The following novel, then, is about Ernst Klammer, who comes to Garfield High School, looking forward to something to fill the void left in his life by the ending of the Vietnamese Conflict. It is about the young men Ernst selects on whom to wage his own personal kind of war: young men so caught up in their own pseudo-butch roles that their egos are easily shattered by a man who can so obviously prove not only his mental but his physical superiority over them.

But, this is also a story of one young student, Diego Rivera, who sees through Ernst Klammer’s battle-plans and succeeds in turning the tables: not by offering genuine resistance, but by willingly entering into the bondage-discipline relationship in an effort to better understand those deep, previously unexplored needs inside of himself.

Read, then, how both Ernst Klammer and Diego Rivera learn more about those forces which drive many of us.
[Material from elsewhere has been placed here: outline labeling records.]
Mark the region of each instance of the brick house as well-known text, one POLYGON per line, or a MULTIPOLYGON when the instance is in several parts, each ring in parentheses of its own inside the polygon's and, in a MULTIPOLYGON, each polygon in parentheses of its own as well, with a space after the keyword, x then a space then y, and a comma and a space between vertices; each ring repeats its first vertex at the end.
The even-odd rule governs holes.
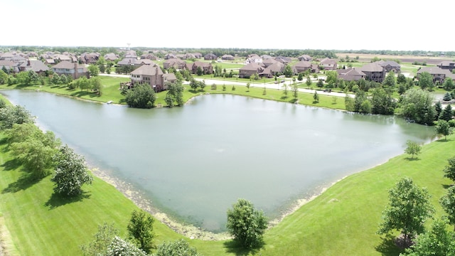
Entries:
POLYGON ((90 78, 90 75, 87 68, 80 65, 77 63, 70 63, 69 61, 62 61, 52 67, 52 71, 60 75, 70 75, 73 79, 77 79, 82 76, 90 78))

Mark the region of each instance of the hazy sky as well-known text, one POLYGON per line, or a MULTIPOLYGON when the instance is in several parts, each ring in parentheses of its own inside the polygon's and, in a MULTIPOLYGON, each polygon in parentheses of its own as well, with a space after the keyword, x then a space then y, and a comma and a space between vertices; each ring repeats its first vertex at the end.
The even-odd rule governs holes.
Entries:
POLYGON ((14 0, 1 6, 1 46, 455 50, 451 0, 14 0))

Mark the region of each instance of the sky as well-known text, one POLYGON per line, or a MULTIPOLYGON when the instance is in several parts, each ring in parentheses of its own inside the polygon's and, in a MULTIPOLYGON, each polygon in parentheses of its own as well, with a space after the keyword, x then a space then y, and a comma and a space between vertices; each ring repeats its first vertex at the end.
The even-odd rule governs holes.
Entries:
POLYGON ((1 6, 0 46, 455 51, 451 0, 14 0, 1 6))

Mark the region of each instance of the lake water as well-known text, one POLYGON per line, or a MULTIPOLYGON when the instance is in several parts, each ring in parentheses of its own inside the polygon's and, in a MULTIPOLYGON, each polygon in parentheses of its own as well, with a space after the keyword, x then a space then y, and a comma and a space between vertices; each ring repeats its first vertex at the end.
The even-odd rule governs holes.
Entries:
POLYGON ((138 110, 4 90, 92 166, 131 183, 160 210, 213 232, 246 198, 270 218, 349 174, 425 143, 433 128, 228 95, 138 110))

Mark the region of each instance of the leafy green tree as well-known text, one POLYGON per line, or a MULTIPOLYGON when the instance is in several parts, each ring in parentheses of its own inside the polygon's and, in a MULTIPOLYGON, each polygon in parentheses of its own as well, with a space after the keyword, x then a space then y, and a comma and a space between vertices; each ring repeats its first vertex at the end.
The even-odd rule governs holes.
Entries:
POLYGON ((399 84, 404 84, 406 82, 406 77, 405 76, 405 75, 402 74, 402 73, 398 73, 398 75, 397 76, 397 82, 398 82, 399 84))
POLYGON ((444 88, 446 90, 455 89, 455 83, 451 78, 447 78, 444 81, 444 88))
POLYGON ((154 221, 150 214, 142 210, 134 210, 127 227, 129 238, 146 252, 150 252, 154 247, 154 221))
POLYGON ((436 112, 435 119, 437 121, 437 119, 439 119, 439 115, 441 115, 441 113, 442 112, 442 105, 441 104, 440 100, 438 100, 434 103, 434 111, 436 112))
POLYGON ((262 235, 267 228, 267 220, 262 211, 255 209, 245 199, 239 199, 228 210, 229 233, 244 247, 255 247, 262 242, 262 235))
POLYGON ((428 72, 422 72, 419 75, 419 86, 422 90, 432 90, 434 87, 433 76, 428 72))
POLYGON ((50 174, 54 166, 53 157, 60 144, 60 140, 55 139, 52 132, 43 134, 34 124, 24 123, 13 125, 7 134, 14 138, 9 140, 12 142, 11 151, 33 178, 41 178, 50 174))
POLYGON ((444 95, 444 97, 442 97, 442 100, 444 100, 444 101, 449 101, 451 99, 452 99, 452 95, 449 92, 446 92, 444 95))
POLYGON ((347 111, 355 110, 355 102, 352 97, 346 95, 344 97, 344 105, 347 111))
POLYGON ((115 236, 103 256, 146 256, 146 252, 128 241, 115 236))
POLYGON ((78 196, 82 193, 82 185, 92 183, 93 177, 85 166, 84 157, 68 145, 60 146, 55 161, 55 173, 51 178, 55 193, 66 196, 78 196))
POLYGON ((452 119, 453 116, 454 112, 452 111, 452 107, 450 104, 448 104, 439 114, 439 120, 446 120, 449 122, 452 119))
POLYGON ((313 95, 313 100, 314 100, 315 102, 319 102, 319 95, 316 90, 314 91, 314 94, 313 95))
POLYGON ((190 244, 183 240, 179 239, 174 242, 164 242, 158 247, 156 256, 198 256, 198 250, 190 246, 190 244))
POLYGON ((415 142, 412 142, 408 140, 406 142, 406 149, 405 149, 405 153, 410 154, 414 159, 414 156, 417 156, 420 154, 420 151, 422 150, 422 146, 419 144, 415 142))
MULTIPOLYGON (((454 159, 454 164, 455 164, 455 159, 454 159)), ((447 214, 449 223, 454 225, 454 230, 455 231, 455 186, 451 186, 447 188, 446 194, 439 199, 439 203, 447 214)))
POLYGON ((385 76, 385 79, 382 82, 382 85, 391 87, 395 87, 395 74, 393 72, 389 72, 385 76))
POLYGON ((449 122, 444 119, 438 120, 435 130, 437 134, 444 135, 446 141, 447 140, 447 136, 451 134, 454 132, 454 129, 450 127, 449 122))
POLYGON ((371 90, 371 104, 373 114, 392 114, 396 107, 392 95, 381 87, 371 90))
POLYGON ((389 205, 382 212, 378 233, 401 230, 409 246, 415 235, 422 233, 427 218, 434 211, 431 196, 426 188, 419 188, 411 178, 402 178, 389 191, 389 205))
POLYGON ((316 83, 316 86, 319 88, 322 88, 324 86, 324 82, 322 81, 322 79, 318 79, 318 82, 316 83))
POLYGON ((103 255, 112 240, 119 235, 119 230, 114 223, 104 223, 98 225, 98 232, 93 235, 93 240, 87 245, 80 246, 84 256, 103 255))
POLYGON ((16 79, 19 85, 28 86, 31 83, 31 78, 26 72, 20 72, 16 75, 16 79))
POLYGON ((287 64, 284 66, 283 74, 284 74, 284 76, 287 78, 290 78, 294 75, 294 71, 292 71, 292 68, 290 65, 287 64))
POLYGON ((309 87, 310 87, 310 85, 311 85, 311 78, 310 78, 310 74, 306 75, 306 82, 305 82, 305 84, 309 87))
POLYGON ((100 68, 98 68, 98 66, 97 66, 96 65, 89 65, 87 69, 88 70, 88 73, 90 75, 90 76, 97 76, 100 75, 100 68))
POLYGON ((400 97, 397 112, 407 120, 433 125, 436 115, 433 100, 429 92, 420 88, 411 88, 400 97))
POLYGON ((455 156, 447 160, 449 164, 444 168, 444 176, 455 181, 455 156))
POLYGON ((23 106, 6 106, 0 108, 0 121, 2 129, 10 129, 14 124, 33 123, 34 117, 23 106))
POLYGON ((436 220, 431 230, 419 235, 415 243, 400 256, 454 256, 455 255, 455 234, 447 231, 446 223, 436 220))
POLYGON ((127 92, 125 101, 132 107, 152 108, 154 106, 156 95, 155 92, 146 84, 136 85, 127 92))

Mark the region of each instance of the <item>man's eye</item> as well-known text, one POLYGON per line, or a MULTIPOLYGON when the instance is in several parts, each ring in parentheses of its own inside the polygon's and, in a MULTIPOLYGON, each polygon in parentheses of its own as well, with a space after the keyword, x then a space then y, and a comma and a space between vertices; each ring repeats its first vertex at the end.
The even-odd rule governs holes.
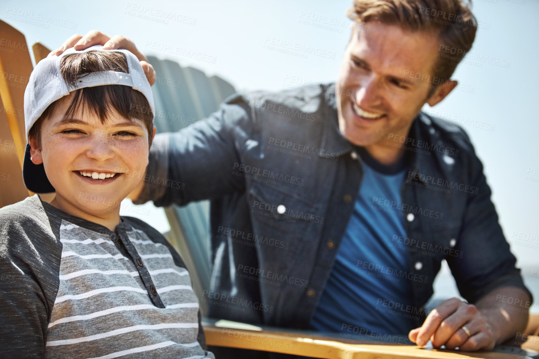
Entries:
POLYGON ((396 86, 397 87, 399 87, 400 88, 407 88, 407 87, 406 86, 404 86, 402 82, 397 80, 392 80, 391 83, 396 86))
POLYGON ((120 131, 120 132, 116 132, 114 135, 118 136, 130 136, 132 137, 136 136, 136 134, 129 132, 129 131, 120 131))

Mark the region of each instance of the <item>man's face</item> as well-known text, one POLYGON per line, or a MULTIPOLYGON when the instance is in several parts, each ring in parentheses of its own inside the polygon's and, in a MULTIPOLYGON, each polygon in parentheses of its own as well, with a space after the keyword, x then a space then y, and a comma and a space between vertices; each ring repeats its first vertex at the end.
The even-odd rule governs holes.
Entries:
POLYGON ((128 121, 115 113, 104 124, 89 111, 63 120, 72 96, 64 97, 44 121, 42 150, 32 154, 32 162, 43 162, 58 203, 96 216, 117 212, 143 180, 148 130, 142 121, 128 121))
POLYGON ((407 135, 433 85, 439 40, 396 25, 365 25, 368 33, 352 34, 335 92, 341 133, 368 147, 384 146, 389 134, 407 135), (417 73, 427 78, 416 80, 417 73))

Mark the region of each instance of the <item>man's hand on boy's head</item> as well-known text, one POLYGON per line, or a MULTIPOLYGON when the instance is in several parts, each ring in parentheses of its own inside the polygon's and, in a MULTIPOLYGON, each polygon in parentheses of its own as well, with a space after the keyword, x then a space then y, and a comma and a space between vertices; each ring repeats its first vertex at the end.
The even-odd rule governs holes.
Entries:
POLYGON ((58 56, 70 47, 74 47, 76 50, 82 50, 94 45, 102 45, 104 50, 124 49, 130 51, 140 61, 140 65, 150 85, 153 85, 155 82, 156 75, 154 67, 147 61, 146 57, 138 50, 133 41, 121 35, 115 35, 111 38, 107 34, 97 30, 88 31, 84 36, 75 34, 64 42, 61 46, 51 51, 47 57, 58 56))

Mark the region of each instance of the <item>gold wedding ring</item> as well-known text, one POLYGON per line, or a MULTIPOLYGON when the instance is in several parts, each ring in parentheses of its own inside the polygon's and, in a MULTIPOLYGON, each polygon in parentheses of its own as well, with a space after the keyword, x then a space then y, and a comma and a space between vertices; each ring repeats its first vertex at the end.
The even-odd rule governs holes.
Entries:
POLYGON ((470 332, 470 330, 468 329, 466 326, 462 326, 460 327, 460 329, 464 330, 464 333, 466 333, 466 335, 468 336, 468 338, 472 336, 472 333, 470 332))

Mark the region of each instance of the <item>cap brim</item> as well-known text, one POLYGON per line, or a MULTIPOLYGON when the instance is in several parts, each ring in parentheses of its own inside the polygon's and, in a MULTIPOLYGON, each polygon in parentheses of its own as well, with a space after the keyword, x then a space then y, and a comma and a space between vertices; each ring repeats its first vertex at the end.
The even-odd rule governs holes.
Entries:
POLYGON ((36 193, 50 193, 56 190, 45 173, 43 164, 34 164, 30 158, 30 145, 26 144, 23 162, 23 181, 26 188, 36 193))

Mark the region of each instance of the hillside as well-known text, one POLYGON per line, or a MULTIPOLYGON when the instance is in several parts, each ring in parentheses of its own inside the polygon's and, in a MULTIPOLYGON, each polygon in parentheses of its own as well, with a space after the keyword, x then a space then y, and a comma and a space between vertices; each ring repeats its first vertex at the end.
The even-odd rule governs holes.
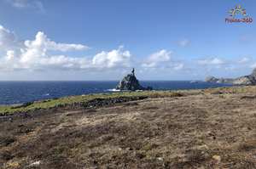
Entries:
POLYGON ((256 168, 255 87, 86 95, 0 110, 3 169, 256 168))

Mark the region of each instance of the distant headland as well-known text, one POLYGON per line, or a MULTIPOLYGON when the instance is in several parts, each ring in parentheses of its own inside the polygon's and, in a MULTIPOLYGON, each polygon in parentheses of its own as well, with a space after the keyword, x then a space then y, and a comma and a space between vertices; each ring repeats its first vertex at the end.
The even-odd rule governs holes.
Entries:
POLYGON ((151 87, 144 87, 140 85, 139 81, 135 76, 135 69, 133 68, 131 74, 125 76, 116 87, 118 90, 152 90, 151 87))

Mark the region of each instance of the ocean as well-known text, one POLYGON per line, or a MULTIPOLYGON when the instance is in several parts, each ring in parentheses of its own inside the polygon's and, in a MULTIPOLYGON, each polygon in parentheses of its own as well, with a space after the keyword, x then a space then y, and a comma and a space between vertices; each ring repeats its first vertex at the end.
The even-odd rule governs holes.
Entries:
MULTIPOLYGON (((0 82, 0 104, 88 93, 111 93, 119 82, 0 82)), ((203 89, 229 85, 189 81, 142 81, 154 90, 203 89)))

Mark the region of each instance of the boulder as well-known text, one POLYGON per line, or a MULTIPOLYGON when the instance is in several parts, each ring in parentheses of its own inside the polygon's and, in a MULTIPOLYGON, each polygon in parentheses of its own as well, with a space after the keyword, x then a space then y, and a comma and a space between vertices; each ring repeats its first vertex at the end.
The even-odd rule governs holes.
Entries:
POLYGON ((119 83, 116 87, 116 89, 118 89, 118 90, 131 90, 131 91, 152 90, 152 87, 144 87, 140 85, 139 81, 137 79, 134 71, 135 71, 134 69, 132 69, 131 73, 125 76, 119 82, 119 83))

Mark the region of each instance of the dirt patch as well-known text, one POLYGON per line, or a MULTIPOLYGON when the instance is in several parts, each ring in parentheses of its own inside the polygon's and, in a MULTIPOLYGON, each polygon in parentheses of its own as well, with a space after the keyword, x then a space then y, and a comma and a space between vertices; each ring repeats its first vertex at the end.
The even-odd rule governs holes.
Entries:
POLYGON ((0 168, 256 168, 256 103, 241 99, 252 94, 96 99, 12 117, 0 122, 0 168))

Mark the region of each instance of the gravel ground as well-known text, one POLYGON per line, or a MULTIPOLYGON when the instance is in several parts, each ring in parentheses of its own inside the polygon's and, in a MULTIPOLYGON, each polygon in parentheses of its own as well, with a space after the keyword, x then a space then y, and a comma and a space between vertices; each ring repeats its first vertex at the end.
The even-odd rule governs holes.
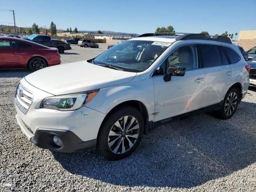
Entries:
MULTIPOLYGON (((100 47, 72 45, 62 64, 91 58, 106 45, 100 47)), ((256 89, 230 119, 203 114, 173 122, 144 136, 131 156, 108 162, 95 150, 60 153, 28 141, 13 100, 28 73, 0 72, 0 191, 256 191, 256 89)))

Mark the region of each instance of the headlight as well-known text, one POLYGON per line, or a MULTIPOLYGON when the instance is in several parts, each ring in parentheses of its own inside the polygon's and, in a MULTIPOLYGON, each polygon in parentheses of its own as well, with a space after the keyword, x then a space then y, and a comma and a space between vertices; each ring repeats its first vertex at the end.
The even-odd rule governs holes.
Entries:
POLYGON ((41 108, 71 111, 80 108, 97 94, 99 90, 68 95, 47 97, 41 103, 41 108))

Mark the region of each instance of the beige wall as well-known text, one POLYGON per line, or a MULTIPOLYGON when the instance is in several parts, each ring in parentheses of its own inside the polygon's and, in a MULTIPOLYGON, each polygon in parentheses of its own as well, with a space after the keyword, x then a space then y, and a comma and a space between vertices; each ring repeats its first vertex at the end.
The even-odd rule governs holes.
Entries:
POLYGON ((240 39, 256 39, 256 30, 240 31, 238 41, 240 39))
POLYGON ((256 39, 240 39, 238 45, 242 47, 245 51, 256 46, 256 39))

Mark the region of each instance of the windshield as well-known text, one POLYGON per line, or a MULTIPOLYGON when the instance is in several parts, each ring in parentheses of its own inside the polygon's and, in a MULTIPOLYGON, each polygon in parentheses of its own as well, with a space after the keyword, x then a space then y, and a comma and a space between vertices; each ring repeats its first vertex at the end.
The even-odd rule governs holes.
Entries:
POLYGON ((110 65, 124 71, 140 72, 148 68, 171 44, 152 41, 123 41, 91 62, 96 64, 110 65))
POLYGON ((29 37, 28 37, 28 38, 30 40, 33 40, 33 39, 34 39, 36 36, 37 36, 37 35, 34 34, 33 35, 30 35, 29 37))

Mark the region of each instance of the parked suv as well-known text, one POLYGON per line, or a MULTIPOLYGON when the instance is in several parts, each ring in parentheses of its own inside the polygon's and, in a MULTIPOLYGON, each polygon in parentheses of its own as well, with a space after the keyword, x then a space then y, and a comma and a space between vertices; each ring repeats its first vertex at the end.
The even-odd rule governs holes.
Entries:
POLYGON ((130 155, 155 126, 207 110, 230 118, 249 84, 238 47, 226 37, 169 34, 142 35, 26 76, 14 99, 22 131, 42 148, 96 148, 112 160, 130 155))
POLYGON ((33 34, 28 37, 24 37, 22 39, 39 43, 41 45, 58 49, 60 53, 63 53, 64 50, 71 49, 70 44, 60 40, 52 40, 48 35, 33 34))
POLYGON ((95 48, 98 48, 99 44, 94 43, 93 41, 88 39, 80 39, 78 41, 77 45, 79 45, 80 47, 94 47, 95 48))
POLYGON ((64 42, 67 42, 70 44, 77 44, 78 43, 78 41, 81 39, 81 38, 71 38, 69 39, 64 40, 64 42))

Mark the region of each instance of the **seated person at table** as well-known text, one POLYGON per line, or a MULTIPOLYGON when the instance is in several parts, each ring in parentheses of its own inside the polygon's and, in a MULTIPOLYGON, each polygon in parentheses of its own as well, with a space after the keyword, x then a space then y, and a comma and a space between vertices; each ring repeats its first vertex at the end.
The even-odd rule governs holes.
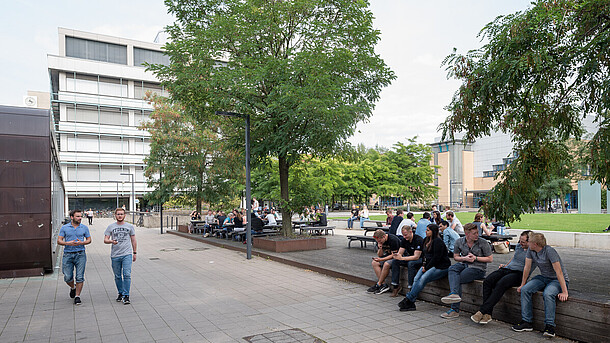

Read how, by exploring areas of mutual trust, pain and pleasure, the two come to better understand themselves and each other.

“Even in World War II,” says Dr. Bloch, the combat pilot only had to fly fifty missions. Many teachers apply year after year without obtaining transfers.” To deal with the problem, Bloch recommends “psychological and physical training. None of the teachers I talked to had been prepared for the violence they encountered.”